RI News Portal. Wonogiri, 5 Januari 2026 – Dalam sebuah upacara yang sarat makna penghormatan dan keakraban keluarga besar TNI, Komandan Kodim 0728/Wonogiri, Letkol Inf Rodricho Ivan Pattihahuan, memimpin langsung acara pelepasan purna bakti bagi tiga prajurit yang memasuki masa pensiun. Upacara ini berlangsung di Aula Makodim 0728/Wonogiri pada Senin pagi, menandai transisi penting dalam kehidupan para prajurit yang telah mengabdikan diri puluhan tahun bagi bangsa dan negara.
Acara tersebut tidak hanya bersifat seremonial, melainkan mencerminkan nilai-nilai luhur institusi TNI Angkatan Darat dalam menghargai pengabdian anggotanya. Kehadiran Kasdim Mayor Inf Suwandi, para perwira staf, komandan rayon militer (Danramil) di seluruh wilayah jajaran, serta perwakilan bintara dan tamtama, semakin mempertegas rasa solidaritas dan kekhidmatan momen ini.
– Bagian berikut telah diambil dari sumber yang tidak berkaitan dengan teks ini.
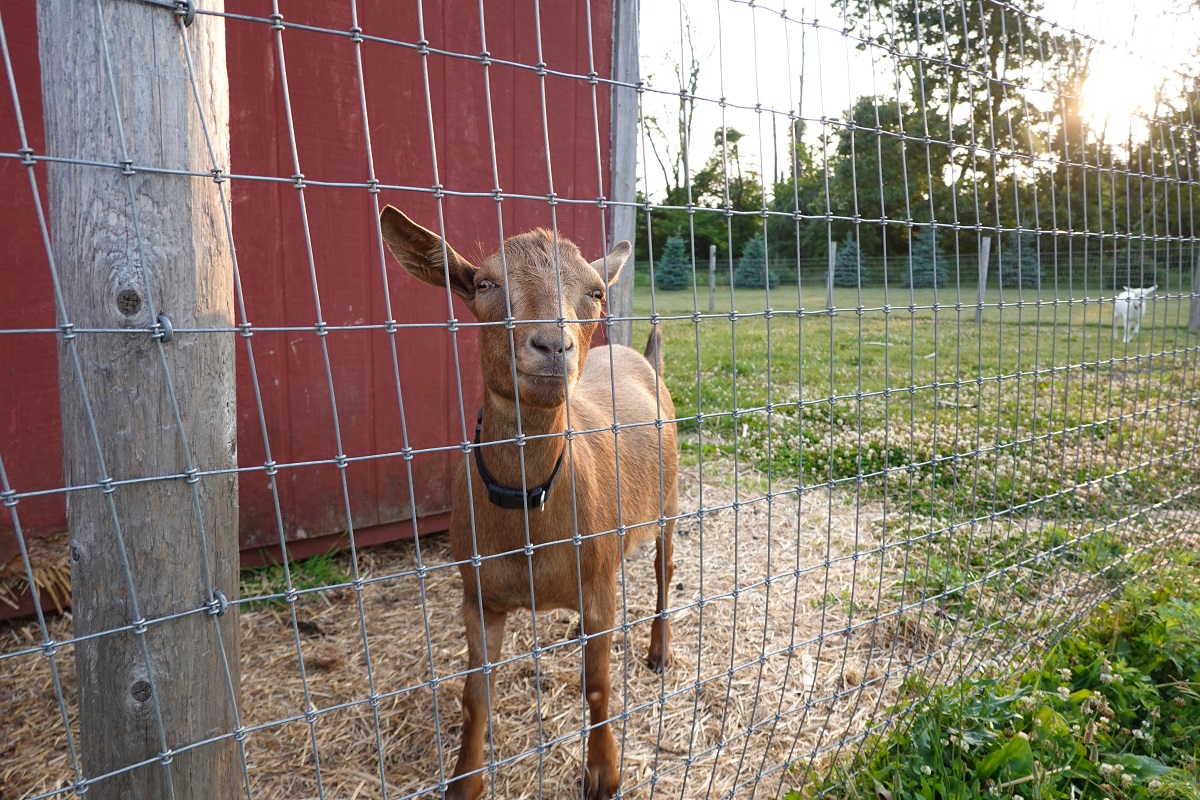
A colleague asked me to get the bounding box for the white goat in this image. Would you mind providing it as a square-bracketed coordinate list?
[1112, 284, 1158, 344]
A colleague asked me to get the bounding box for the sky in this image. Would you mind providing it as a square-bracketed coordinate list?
[638, 0, 1200, 197]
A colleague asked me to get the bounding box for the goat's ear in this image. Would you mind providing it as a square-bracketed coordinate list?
[592, 239, 634, 285]
[379, 205, 475, 309]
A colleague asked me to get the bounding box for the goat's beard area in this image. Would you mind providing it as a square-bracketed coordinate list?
[480, 331, 587, 409]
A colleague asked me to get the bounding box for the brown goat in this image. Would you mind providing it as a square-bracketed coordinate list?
[380, 206, 678, 800]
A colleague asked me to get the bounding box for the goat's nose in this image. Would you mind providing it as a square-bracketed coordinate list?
[529, 331, 575, 355]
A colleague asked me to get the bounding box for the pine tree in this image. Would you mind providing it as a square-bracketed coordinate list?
[1000, 231, 1042, 287]
[654, 234, 692, 291]
[833, 236, 859, 287]
[733, 234, 779, 289]
[904, 228, 949, 289]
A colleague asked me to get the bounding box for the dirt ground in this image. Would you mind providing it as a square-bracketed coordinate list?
[0, 474, 1108, 800]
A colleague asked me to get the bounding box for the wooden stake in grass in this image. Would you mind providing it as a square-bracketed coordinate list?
[37, 0, 240, 800]
[976, 236, 991, 325]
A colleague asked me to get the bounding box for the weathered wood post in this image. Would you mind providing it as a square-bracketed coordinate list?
[37, 0, 240, 800]
[608, 0, 640, 345]
[976, 236, 991, 325]
[1188, 253, 1200, 335]
[708, 245, 716, 314]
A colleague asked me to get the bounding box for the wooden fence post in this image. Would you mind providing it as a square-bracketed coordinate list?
[608, 0, 638, 345]
[37, 0, 241, 800]
[708, 245, 716, 314]
[976, 236, 991, 325]
[1188, 253, 1200, 335]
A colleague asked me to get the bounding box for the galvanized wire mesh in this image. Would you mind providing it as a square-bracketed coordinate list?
[0, 0, 1200, 800]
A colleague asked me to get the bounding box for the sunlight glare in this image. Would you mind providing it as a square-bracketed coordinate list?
[1081, 50, 1156, 144]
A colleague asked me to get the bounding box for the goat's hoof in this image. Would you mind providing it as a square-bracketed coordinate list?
[445, 775, 484, 800]
[646, 650, 671, 673]
[583, 764, 620, 800]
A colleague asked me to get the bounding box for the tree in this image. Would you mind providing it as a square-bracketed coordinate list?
[733, 233, 779, 289]
[904, 228, 948, 289]
[817, 96, 955, 255]
[1000, 230, 1042, 287]
[833, 236, 860, 287]
[654, 233, 692, 291]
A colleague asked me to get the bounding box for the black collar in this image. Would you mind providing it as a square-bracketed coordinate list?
[475, 409, 566, 511]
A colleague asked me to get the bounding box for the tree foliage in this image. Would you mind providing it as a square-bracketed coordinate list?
[654, 234, 692, 291]
[904, 228, 949, 289]
[733, 234, 779, 289]
[833, 236, 860, 287]
[998, 230, 1042, 287]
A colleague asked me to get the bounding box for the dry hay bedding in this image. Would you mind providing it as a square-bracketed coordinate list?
[0, 469, 1008, 800]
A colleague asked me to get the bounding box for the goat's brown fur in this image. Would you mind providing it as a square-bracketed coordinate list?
[380, 206, 678, 800]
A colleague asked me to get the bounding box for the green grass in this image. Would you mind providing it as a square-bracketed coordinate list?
[786, 552, 1200, 800]
[634, 287, 1200, 518]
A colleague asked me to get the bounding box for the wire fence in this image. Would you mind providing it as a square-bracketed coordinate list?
[0, 0, 1200, 800]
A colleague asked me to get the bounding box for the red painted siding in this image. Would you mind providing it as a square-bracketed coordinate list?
[0, 0, 612, 575]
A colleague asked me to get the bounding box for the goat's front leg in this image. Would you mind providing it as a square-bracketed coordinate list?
[646, 519, 676, 672]
[580, 576, 620, 800]
[446, 595, 508, 800]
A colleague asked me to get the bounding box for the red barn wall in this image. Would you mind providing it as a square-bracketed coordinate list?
[0, 0, 612, 582]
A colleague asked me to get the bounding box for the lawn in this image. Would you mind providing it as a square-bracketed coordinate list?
[634, 287, 1200, 519]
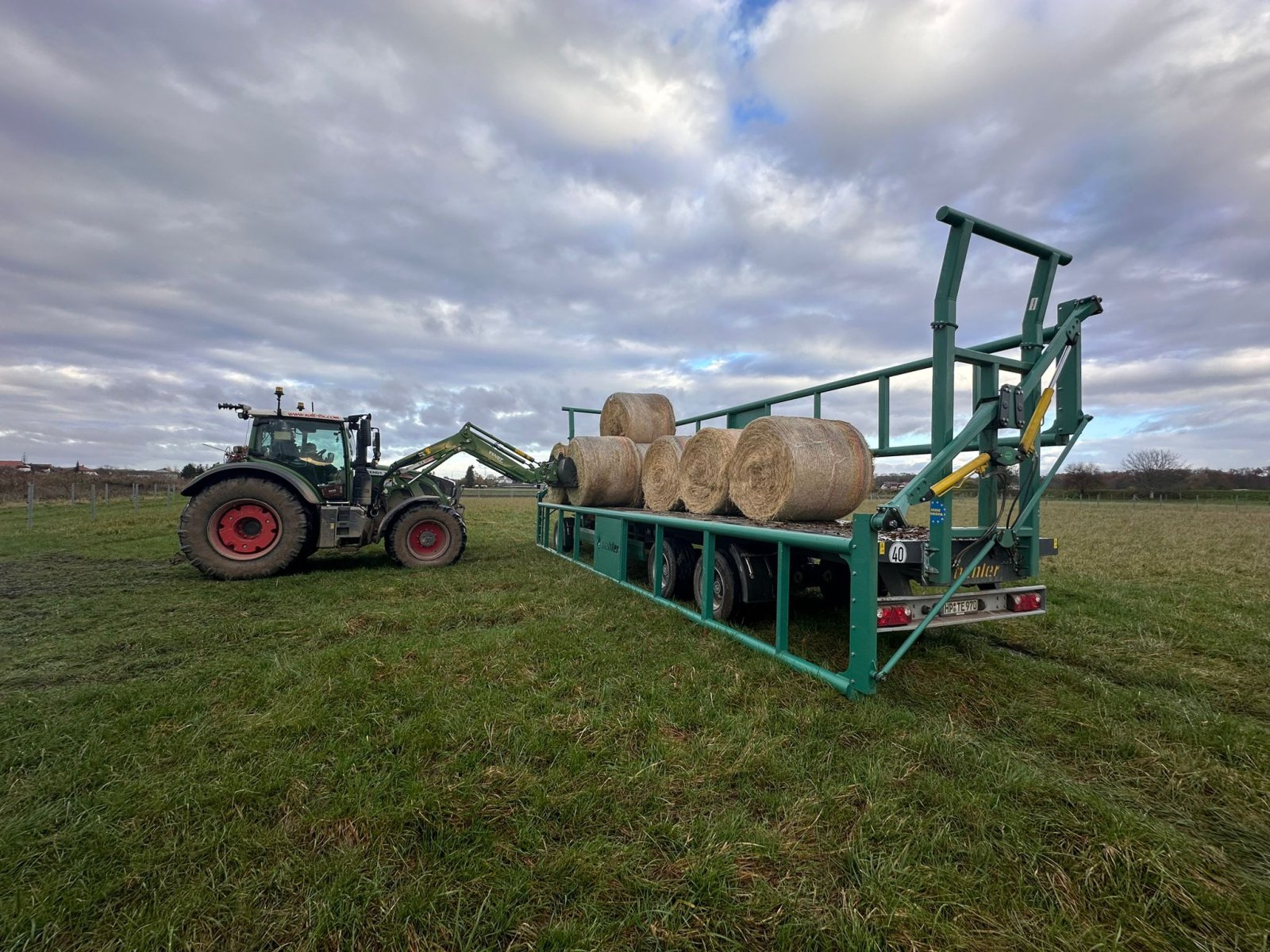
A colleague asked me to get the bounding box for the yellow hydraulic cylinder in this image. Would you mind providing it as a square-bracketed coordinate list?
[931, 453, 992, 497]
[1018, 390, 1058, 455]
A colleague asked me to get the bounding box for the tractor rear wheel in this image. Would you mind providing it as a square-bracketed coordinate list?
[176, 478, 310, 579]
[383, 505, 468, 569]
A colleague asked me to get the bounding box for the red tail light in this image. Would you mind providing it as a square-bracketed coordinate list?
[1006, 592, 1040, 612]
[878, 605, 913, 628]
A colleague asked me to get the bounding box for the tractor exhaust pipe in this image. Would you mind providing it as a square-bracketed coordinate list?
[353, 414, 371, 508]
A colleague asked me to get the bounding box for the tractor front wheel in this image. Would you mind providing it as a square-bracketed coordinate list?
[176, 478, 309, 579]
[383, 505, 468, 569]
Tiga prajurit yang dilepas secara resmi adalah Letda (Purn) Edy Sucahyo, Peltu (Purn) Sudarno, dan Pelda (Purn) Salimun. Mereka mewakili generasi prajurit yang telah memberikan kontribusi nyata dalam menjaga kedaulatan dan stabilitas di wilayah Wonogiri, melalui berbagai tugas operasional, pembinaan teritorial, hingga program kemanusiaan di tengah masyarakat.

Dalam amanatnya, Letkol Inf Rodricho Ivan Pattihahuan menekankan bahwa masa pensiun bukanlah titik akhir dari pengabdian seorang prajurit. “Jati diri sebagai prajurit harus tetap melekat dalam sanubari, meskipun seragam tidak lagi dipakai sehari-hari,” ujarnya. Ia mengapresiasi dedikasi dan loyalitas para purnawirawan sebagai “catatan emas” bagi satuan, yang telah memberikan kontribusi positif bagi citra TNI AD di mata masyarakat Wonogiri.
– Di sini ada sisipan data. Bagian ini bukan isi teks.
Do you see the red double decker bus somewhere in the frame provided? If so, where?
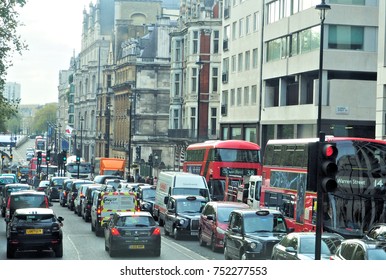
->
[260,136,386,238]
[183,140,262,200]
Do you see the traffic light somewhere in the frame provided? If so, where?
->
[135,146,141,160]
[319,142,338,192]
[37,151,42,165]
[62,150,67,164]
[76,149,80,163]
[46,150,51,162]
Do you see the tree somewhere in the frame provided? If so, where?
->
[32,103,58,134]
[0,0,27,131]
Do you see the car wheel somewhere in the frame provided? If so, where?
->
[198,231,206,246]
[153,247,161,257]
[7,244,16,259]
[210,235,218,252]
[54,243,63,258]
[224,244,231,260]
[173,227,181,240]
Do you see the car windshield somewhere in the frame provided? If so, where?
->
[116,216,155,227]
[15,214,55,223]
[244,215,287,233]
[367,247,386,260]
[217,207,238,223]
[142,189,155,199]
[177,200,205,213]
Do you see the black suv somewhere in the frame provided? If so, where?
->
[137,185,156,216]
[224,209,292,260]
[7,208,63,259]
[164,195,207,239]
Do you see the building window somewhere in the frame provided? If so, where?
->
[245,51,251,71]
[210,108,217,135]
[244,87,249,106]
[231,55,236,73]
[192,68,198,93]
[213,31,220,53]
[328,25,364,50]
[251,85,257,105]
[212,67,218,92]
[245,15,251,35]
[173,109,179,129]
[239,18,244,37]
[192,31,198,54]
[232,21,237,40]
[252,49,257,69]
[174,74,180,96]
[236,88,242,106]
[237,53,243,72]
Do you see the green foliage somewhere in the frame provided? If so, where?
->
[32,103,58,134]
[0,0,27,131]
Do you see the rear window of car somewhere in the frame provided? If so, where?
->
[117,216,155,227]
[14,214,55,223]
[11,195,46,209]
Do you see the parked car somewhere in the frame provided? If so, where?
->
[330,239,386,260]
[0,183,31,217]
[81,184,104,222]
[164,195,207,240]
[5,190,51,223]
[198,201,250,252]
[104,212,161,257]
[363,223,386,241]
[224,209,292,260]
[137,185,156,216]
[7,208,64,259]
[272,232,344,260]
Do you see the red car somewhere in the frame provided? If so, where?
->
[198,201,250,252]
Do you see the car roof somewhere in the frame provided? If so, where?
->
[116,211,152,217]
[14,208,54,215]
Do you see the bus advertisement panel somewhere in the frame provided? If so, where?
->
[260,136,386,238]
[183,140,262,200]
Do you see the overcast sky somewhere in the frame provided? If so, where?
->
[6,0,96,105]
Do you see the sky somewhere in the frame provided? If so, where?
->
[6,0,96,105]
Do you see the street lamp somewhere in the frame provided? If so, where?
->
[315,0,331,260]
[315,0,331,137]
[196,60,204,143]
[80,116,84,157]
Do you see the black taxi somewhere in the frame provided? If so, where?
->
[164,195,207,239]
[224,209,292,260]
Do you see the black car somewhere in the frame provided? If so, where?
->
[137,185,156,216]
[46,177,68,201]
[164,195,207,239]
[104,212,161,257]
[0,183,31,217]
[94,175,123,184]
[363,223,386,241]
[272,232,344,260]
[224,209,290,260]
[7,208,63,259]
[330,238,386,261]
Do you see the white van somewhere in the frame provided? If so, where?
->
[153,171,210,226]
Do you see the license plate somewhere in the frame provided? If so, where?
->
[129,245,145,249]
[25,228,43,234]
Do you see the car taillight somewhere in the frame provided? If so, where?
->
[111,228,120,236]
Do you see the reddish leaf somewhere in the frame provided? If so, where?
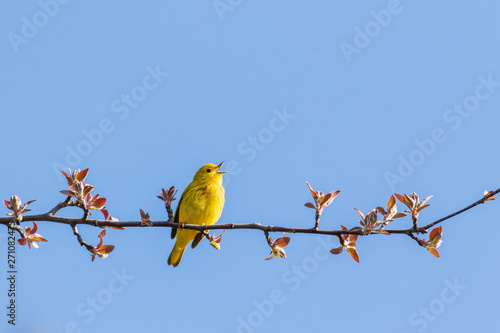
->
[330,246,344,254]
[106,226,125,230]
[97,229,106,238]
[60,170,73,186]
[394,193,406,205]
[320,190,340,207]
[387,195,396,210]
[101,209,109,220]
[92,198,106,209]
[75,168,89,182]
[274,237,290,247]
[97,245,115,253]
[417,204,430,212]
[429,226,443,240]
[306,182,317,200]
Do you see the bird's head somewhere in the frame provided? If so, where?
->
[193,162,226,184]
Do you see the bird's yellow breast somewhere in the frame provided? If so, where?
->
[179,183,224,225]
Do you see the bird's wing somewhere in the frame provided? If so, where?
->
[170,193,184,239]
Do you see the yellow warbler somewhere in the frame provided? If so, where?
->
[168,162,225,267]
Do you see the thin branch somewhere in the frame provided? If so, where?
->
[422,188,500,229]
[71,223,93,252]
[0,189,500,239]
[7,223,28,239]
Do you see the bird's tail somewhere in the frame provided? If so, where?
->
[168,242,186,267]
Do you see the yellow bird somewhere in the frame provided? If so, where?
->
[168,162,226,267]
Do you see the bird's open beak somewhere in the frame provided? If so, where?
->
[215,161,227,175]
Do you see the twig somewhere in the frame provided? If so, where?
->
[71,223,93,253]
[423,188,500,229]
[0,189,500,239]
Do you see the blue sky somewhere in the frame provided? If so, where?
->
[0,0,500,333]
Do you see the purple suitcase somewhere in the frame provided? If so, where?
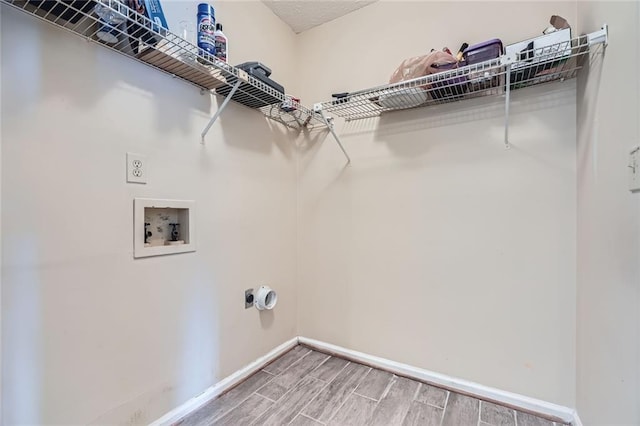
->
[462,38,504,65]
[462,38,504,92]
[429,63,468,100]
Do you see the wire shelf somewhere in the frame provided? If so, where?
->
[321,32,602,120]
[0,0,324,129]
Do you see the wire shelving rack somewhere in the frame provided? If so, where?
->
[0,0,324,138]
[314,25,608,162]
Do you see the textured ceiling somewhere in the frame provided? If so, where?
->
[263,0,376,33]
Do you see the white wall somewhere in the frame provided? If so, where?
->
[576,2,640,425]
[297,2,576,406]
[1,2,296,424]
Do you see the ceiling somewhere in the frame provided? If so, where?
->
[263,0,377,33]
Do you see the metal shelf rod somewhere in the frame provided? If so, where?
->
[200,80,242,145]
[313,104,351,164]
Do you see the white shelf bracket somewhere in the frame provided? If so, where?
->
[200,80,242,145]
[504,62,511,149]
[587,24,609,47]
[313,103,351,164]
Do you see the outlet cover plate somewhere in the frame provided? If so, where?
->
[629,146,640,192]
[127,152,147,183]
[244,288,253,309]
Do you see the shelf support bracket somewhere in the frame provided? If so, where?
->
[313,103,351,164]
[200,80,242,145]
[504,63,511,149]
[587,24,609,47]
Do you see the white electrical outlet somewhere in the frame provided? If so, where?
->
[127,152,147,183]
[629,146,640,192]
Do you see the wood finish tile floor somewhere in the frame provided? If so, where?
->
[177,346,560,426]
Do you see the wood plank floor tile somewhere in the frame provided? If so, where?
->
[516,411,553,426]
[263,345,311,374]
[327,394,378,426]
[302,362,369,423]
[213,393,274,426]
[254,376,327,426]
[257,351,329,401]
[442,392,480,426]
[289,414,322,426]
[179,371,274,426]
[480,401,516,426]
[416,383,448,408]
[309,356,349,382]
[355,368,393,400]
[370,377,420,426]
[402,401,444,426]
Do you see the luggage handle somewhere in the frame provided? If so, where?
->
[254,62,271,77]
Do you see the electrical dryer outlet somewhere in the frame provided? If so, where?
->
[127,152,147,183]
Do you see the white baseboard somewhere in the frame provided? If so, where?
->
[151,337,298,426]
[298,337,580,425]
[571,410,582,426]
[151,337,582,426]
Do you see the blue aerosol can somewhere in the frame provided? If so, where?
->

Lebih jauh, komandan kodim tersebut berpesan agar para pensiunan tetap menjadi teladan di lingkungan sosial mereka. Nilai-nilai disiplin, integritas, dan etika keprajuritan diharapkan terus dijaga, sehingga nama baik institusi tetap terpelihara. “Pintu kodim dan koramil selalu terbuka. Tali silaturahmi yang telah terjalin bertahun-tahun tidak boleh putus hanya karena berakhirnya masa dinas aktif. Kita tetap satu keluarga besar,” tambahnya, disambut hangat oleh seluruh peserta upacara.
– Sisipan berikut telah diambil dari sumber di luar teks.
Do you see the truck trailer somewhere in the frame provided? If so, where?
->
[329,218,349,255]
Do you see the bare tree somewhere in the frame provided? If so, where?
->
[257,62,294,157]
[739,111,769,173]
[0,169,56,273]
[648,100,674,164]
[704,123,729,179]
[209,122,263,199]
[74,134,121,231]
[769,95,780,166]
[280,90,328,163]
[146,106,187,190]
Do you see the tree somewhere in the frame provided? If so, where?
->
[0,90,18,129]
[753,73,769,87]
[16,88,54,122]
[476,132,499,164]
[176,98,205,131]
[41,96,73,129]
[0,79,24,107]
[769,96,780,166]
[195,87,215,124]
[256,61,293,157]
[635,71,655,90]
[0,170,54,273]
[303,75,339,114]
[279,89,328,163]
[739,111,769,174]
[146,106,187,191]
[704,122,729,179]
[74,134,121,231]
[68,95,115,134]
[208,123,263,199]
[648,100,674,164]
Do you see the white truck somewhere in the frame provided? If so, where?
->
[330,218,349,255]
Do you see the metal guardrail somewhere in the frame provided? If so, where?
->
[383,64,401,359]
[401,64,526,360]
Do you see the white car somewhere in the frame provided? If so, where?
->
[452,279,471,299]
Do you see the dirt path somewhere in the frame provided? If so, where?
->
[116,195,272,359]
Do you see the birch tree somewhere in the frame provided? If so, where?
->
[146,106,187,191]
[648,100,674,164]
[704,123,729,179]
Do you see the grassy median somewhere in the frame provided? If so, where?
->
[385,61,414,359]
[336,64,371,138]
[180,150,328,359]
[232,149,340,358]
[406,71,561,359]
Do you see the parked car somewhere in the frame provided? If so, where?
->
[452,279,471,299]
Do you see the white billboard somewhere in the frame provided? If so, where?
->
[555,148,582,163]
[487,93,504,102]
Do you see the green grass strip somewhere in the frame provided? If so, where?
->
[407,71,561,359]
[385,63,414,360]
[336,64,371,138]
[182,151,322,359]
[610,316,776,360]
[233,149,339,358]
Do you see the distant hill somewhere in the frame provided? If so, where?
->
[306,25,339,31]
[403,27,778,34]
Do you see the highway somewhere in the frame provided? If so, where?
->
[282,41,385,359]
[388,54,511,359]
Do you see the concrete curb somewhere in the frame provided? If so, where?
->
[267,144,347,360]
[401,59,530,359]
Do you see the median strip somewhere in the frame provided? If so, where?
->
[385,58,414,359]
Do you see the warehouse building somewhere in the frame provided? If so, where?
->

Upacara semacam ini tidak hanya menjadi ritual penghormatan, tetapi juga pengingat akan esensi pengabdian prajurit TNI: melayani negara dan rakyat tanpa pamrih. Di tengah dinamika masyarakat yang semakin kompleks, peran purnawirawan sebagai agen pembinaan moral dan kebangsaan di grassroot level menjadi semakin relevan, memperkuat fondasi persatuan nasional dari tingkat lokal.